The question that we usually finish with is could you give some advice to young people who are interested in robotics?

Kumar:

<Laughs> How young are these people that you are…

Q:

It can be any age that you think. Of course now it’s from “K to whatever.”

Kumar:

Well okay. So here’s my – so from the standpoint of education, I think I often call robotics the canonical engineering discipline. And the reason is it’s A) it’s synthetic. Unlike many engineering disciplines where you analyze things, here the whole goal of robotics is to build things. And it forces you to learn the signs that you need to build these things. So if I were to restructure engineering programs, I would simply have the very first course be a robotics course and from that build engineering science courses that could help students build better robots. So this is sort of a top-down way of doing robotics. But getting off that soapbox, I would tell students that this is a good way to learn a wide variety of techniques that are used in engineering. Well today, robotics doesn’t include biology as much as it could so bioengineering and biomedical engineering is not really a central part of robotics but that’s just a question of time. I mean that will also creep in. Likewise, it may not include chemical engineering or material signs, but I think again it’s a question of time. We’re going to be looking for novel materials. And so it’s really the best way to learn about engineering. So if you’re interested in creating anything in an engineering-type setting, building physical devices, robotics is the discipline to get interested in. I would also say it really has a truly transformational ability here or potential here. So if you look at – so the U.S. is not yet doing this but if you look at, for example, Japan, Korea, Europe, many countries in Europe, in a handful of – if you were to single out a handful of technologies that they’re sort of emphasizing, robotics is one of them. I think we’re a little behind the curve, but I would tell people this is where the action is and this is where you need to be.

Q:

Why do you think the U.S. is behind the curve?

Kumar:

I think we are a lot more careful about adopting new top-down initiatives. I think we’re a lot more free spirited and I think that’s good, that’s why I think we attract the best talent. But if robotics were a social movement then I think everybody would buy into it in a heartbeat. But I just got off my soapbox but when I was on my soapbox I’m preaching to you and you’re not going to accept that, right? You’ve got to believe it.
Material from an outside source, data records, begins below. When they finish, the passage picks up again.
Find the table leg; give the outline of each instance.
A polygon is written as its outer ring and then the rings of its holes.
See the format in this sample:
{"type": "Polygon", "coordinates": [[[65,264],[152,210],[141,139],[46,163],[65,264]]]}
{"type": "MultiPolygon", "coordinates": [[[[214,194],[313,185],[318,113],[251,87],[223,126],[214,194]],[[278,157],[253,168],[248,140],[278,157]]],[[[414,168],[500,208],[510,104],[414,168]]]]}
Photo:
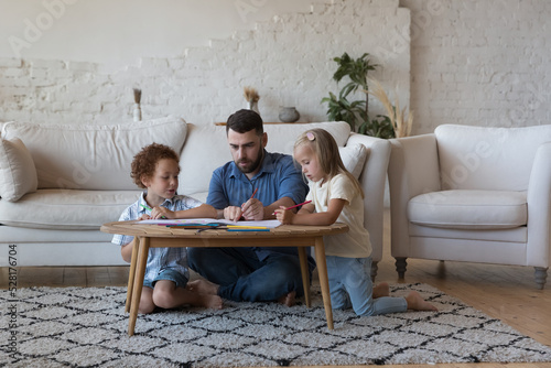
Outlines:
{"type": "Polygon", "coordinates": [[[138,309],[140,306],[141,289],[143,286],[143,277],[145,275],[145,266],[148,263],[149,237],[142,237],[139,241],[138,262],[136,264],[136,277],[133,280],[132,304],[130,305],[130,318],[128,321],[128,336],[134,334],[136,320],[138,318],[138,309]]]}
{"type": "Polygon", "coordinates": [[[125,312],[130,312],[130,305],[132,305],[132,290],[134,285],[136,277],[136,263],[138,262],[138,248],[140,238],[136,237],[134,246],[132,247],[132,258],[130,260],[130,273],[128,274],[128,288],[127,288],[127,304],[125,306],[125,312]]]}
{"type": "Polygon", "coordinates": [[[310,307],[310,272],[309,272],[309,258],[306,247],[298,247],[299,259],[301,261],[302,286],[304,289],[304,301],[306,306],[310,307]]]}
{"type": "Polygon", "coordinates": [[[325,262],[323,237],[315,239],[315,262],[317,264],[320,285],[322,286],[323,306],[325,307],[327,328],[333,329],[333,310],[331,307],[329,279],[327,278],[327,263],[325,262]]]}

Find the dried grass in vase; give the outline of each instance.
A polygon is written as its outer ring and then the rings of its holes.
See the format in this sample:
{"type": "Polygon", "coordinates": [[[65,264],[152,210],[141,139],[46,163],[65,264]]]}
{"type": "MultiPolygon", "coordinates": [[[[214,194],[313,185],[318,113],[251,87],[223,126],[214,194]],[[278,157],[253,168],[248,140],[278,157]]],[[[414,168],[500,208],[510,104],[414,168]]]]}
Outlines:
{"type": "Polygon", "coordinates": [[[244,96],[248,102],[258,102],[258,100],[260,99],[258,91],[252,87],[245,87],[244,96]]]}

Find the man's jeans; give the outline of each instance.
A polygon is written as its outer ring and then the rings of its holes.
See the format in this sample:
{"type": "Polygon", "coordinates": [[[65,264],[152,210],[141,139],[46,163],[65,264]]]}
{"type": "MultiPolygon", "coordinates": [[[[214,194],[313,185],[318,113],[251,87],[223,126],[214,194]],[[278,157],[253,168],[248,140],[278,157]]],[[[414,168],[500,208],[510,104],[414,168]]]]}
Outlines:
{"type": "Polygon", "coordinates": [[[191,269],[220,285],[218,295],[227,300],[270,302],[292,291],[304,294],[298,255],[272,252],[260,261],[252,248],[187,248],[187,259],[191,269]]]}

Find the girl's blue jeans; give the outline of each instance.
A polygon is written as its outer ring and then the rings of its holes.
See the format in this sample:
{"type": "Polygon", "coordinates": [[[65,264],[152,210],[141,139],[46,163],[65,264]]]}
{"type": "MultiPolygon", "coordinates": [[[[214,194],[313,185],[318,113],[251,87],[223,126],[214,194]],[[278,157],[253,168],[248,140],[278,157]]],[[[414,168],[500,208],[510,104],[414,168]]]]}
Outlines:
{"type": "Polygon", "coordinates": [[[331,304],[335,310],[354,309],[357,315],[406,312],[403,297],[372,297],[371,257],[345,258],[327,256],[331,304]]]}

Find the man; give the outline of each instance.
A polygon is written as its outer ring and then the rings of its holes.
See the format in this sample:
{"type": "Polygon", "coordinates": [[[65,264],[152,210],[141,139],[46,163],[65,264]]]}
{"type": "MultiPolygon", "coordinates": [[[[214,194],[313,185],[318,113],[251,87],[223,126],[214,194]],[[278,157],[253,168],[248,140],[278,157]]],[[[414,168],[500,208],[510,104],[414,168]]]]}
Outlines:
{"type": "MultiPolygon", "coordinates": [[[[218,218],[274,219],[274,209],[304,202],[307,185],[288,154],[264,150],[268,134],[252,110],[228,118],[226,136],[234,161],[213,173],[207,203],[218,218]]],[[[278,301],[289,306],[303,295],[296,248],[190,248],[190,267],[209,283],[190,283],[198,292],[247,302],[278,301]]],[[[310,273],[315,263],[309,257],[310,273]]]]}

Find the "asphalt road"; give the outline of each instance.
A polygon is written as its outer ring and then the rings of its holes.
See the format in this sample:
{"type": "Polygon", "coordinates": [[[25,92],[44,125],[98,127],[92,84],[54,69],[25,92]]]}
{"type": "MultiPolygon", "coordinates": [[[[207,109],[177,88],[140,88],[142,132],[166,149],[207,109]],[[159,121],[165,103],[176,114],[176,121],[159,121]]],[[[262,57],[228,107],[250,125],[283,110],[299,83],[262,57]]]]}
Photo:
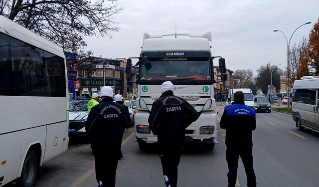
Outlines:
{"type": "MultiPolygon", "coordinates": [[[[221,116],[223,107],[219,108],[221,116]]],[[[257,186],[319,186],[319,134],[299,131],[290,115],[273,111],[256,116],[253,154],[257,186]]],[[[43,166],[42,176],[35,187],[97,186],[94,157],[87,140],[83,138],[71,139],[67,152],[43,166]]],[[[191,146],[184,148],[178,167],[178,186],[227,187],[224,138],[225,131],[218,127],[219,143],[213,151],[191,146]]],[[[164,187],[156,146],[141,151],[134,139],[133,129],[125,133],[124,159],[119,162],[116,186],[164,187]]],[[[247,186],[241,161],[236,186],[247,186]]]]}

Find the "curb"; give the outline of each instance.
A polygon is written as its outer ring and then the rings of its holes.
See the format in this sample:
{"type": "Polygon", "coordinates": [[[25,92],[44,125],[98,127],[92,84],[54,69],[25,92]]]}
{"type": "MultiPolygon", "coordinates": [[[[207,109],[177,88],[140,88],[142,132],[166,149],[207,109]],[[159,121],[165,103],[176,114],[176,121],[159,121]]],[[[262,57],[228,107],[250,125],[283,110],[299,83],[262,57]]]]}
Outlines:
{"type": "Polygon", "coordinates": [[[277,112],[280,112],[280,113],[284,113],[284,114],[289,114],[289,115],[292,115],[292,113],[289,113],[289,112],[283,112],[283,111],[278,111],[278,110],[272,110],[272,110],[273,111],[277,112]]]}

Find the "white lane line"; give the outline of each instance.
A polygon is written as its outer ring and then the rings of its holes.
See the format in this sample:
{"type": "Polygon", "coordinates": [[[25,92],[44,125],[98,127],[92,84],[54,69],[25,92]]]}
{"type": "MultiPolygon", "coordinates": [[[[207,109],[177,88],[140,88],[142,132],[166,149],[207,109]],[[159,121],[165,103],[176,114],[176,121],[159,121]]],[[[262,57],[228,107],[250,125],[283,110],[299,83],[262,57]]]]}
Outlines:
{"type": "Polygon", "coordinates": [[[287,131],[288,131],[288,132],[289,132],[289,133],[291,133],[291,134],[293,134],[294,135],[297,136],[298,136],[298,137],[299,137],[299,138],[302,138],[303,139],[307,139],[307,138],[306,138],[305,137],[304,137],[304,136],[301,136],[301,135],[299,135],[299,134],[297,134],[296,133],[293,132],[292,132],[292,131],[289,131],[289,130],[288,130],[287,131]]]}
{"type": "Polygon", "coordinates": [[[274,125],[274,126],[277,125],[276,125],[275,124],[273,123],[271,123],[271,122],[270,122],[270,121],[266,121],[266,122],[267,122],[267,123],[269,123],[269,124],[271,124],[271,125],[274,125]]]}
{"type": "Polygon", "coordinates": [[[240,186],[240,184],[239,184],[239,180],[238,180],[238,177],[237,177],[236,179],[236,185],[235,186],[236,187],[239,187],[240,186]]]}

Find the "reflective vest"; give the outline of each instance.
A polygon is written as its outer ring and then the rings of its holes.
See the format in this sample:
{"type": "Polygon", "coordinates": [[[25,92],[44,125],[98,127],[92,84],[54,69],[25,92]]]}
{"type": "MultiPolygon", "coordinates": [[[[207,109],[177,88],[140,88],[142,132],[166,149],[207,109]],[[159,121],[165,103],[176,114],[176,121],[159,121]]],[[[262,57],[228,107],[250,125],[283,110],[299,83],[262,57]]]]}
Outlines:
{"type": "Polygon", "coordinates": [[[88,112],[90,113],[90,111],[91,111],[91,109],[92,109],[92,107],[99,104],[99,102],[95,99],[91,99],[90,101],[88,103],[88,112]]]}

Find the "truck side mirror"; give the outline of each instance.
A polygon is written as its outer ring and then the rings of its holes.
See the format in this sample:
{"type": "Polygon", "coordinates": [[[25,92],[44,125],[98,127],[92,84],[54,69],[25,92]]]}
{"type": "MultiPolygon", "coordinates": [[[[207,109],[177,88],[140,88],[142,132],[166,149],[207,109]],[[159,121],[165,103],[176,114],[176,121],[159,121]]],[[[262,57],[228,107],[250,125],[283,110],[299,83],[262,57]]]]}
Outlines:
{"type": "Polygon", "coordinates": [[[221,74],[226,73],[226,63],[225,62],[225,58],[219,58],[218,59],[218,64],[219,65],[219,72],[221,74]]]}
{"type": "Polygon", "coordinates": [[[131,74],[131,70],[132,69],[132,59],[128,59],[126,62],[126,73],[131,74]]]}

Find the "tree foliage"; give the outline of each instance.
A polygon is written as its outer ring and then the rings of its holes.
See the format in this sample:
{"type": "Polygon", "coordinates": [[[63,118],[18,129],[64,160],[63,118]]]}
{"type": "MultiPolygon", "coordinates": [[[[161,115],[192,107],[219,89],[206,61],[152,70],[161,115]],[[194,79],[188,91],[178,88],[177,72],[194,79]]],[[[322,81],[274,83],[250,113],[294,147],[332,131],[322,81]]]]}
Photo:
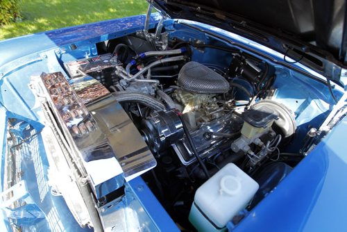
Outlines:
{"type": "Polygon", "coordinates": [[[0,0],[0,25],[19,19],[19,0],[0,0]]]}

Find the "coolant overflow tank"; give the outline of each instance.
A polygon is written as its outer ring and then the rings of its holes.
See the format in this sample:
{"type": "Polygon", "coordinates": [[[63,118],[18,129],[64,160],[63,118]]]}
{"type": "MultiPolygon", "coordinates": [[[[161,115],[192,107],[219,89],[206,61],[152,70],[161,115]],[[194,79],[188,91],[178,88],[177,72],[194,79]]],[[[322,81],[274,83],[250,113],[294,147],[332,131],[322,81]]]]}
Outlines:
{"type": "Polygon", "coordinates": [[[196,191],[189,221],[198,231],[220,231],[252,199],[259,185],[229,163],[196,191]]]}

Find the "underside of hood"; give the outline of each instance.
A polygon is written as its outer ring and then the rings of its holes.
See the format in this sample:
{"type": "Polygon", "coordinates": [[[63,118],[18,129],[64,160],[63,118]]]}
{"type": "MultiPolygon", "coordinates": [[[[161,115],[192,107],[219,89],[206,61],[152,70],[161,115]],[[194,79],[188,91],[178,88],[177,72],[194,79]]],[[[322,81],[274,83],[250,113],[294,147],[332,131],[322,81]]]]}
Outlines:
{"type": "Polygon", "coordinates": [[[152,3],[171,18],[212,24],[295,60],[303,57],[301,63],[315,63],[305,65],[331,80],[336,78],[329,74],[325,61],[339,67],[346,63],[344,0],[154,0],[152,3]]]}

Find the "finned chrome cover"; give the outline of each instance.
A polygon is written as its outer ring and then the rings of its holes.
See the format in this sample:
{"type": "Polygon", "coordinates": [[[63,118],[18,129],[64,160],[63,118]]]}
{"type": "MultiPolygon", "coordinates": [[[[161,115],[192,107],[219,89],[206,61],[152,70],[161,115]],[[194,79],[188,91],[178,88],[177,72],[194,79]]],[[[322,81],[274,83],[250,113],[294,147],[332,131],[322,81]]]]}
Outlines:
{"type": "MultiPolygon", "coordinates": [[[[41,79],[68,142],[76,148],[86,169],[97,167],[90,163],[115,158],[126,179],[131,179],[155,166],[131,119],[99,81],[85,76],[68,82],[61,72],[42,74],[41,79]]],[[[97,172],[105,170],[92,172],[97,172]]]]}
So I think today that kids are believing it. I mean you see – we run the first Lego League competition at Penn and I was the head of all judges. So I’m looking at these third graders, these fourth graders, these fifth graders and they’re trying to explain to me the basics of control as they see it in the robots and you know that we’re connecting with them indirectly. So I think this is really the discipline to be in that sense and so I think it’s a question of time before we buy into it at the level of Washington and below. And the new robotics 2.0 initiative hopefully will reinforce that.

Q:

Thank you.

Kumar:

Did that help?

Q:

Thank you so much. Yes, no, that’s great.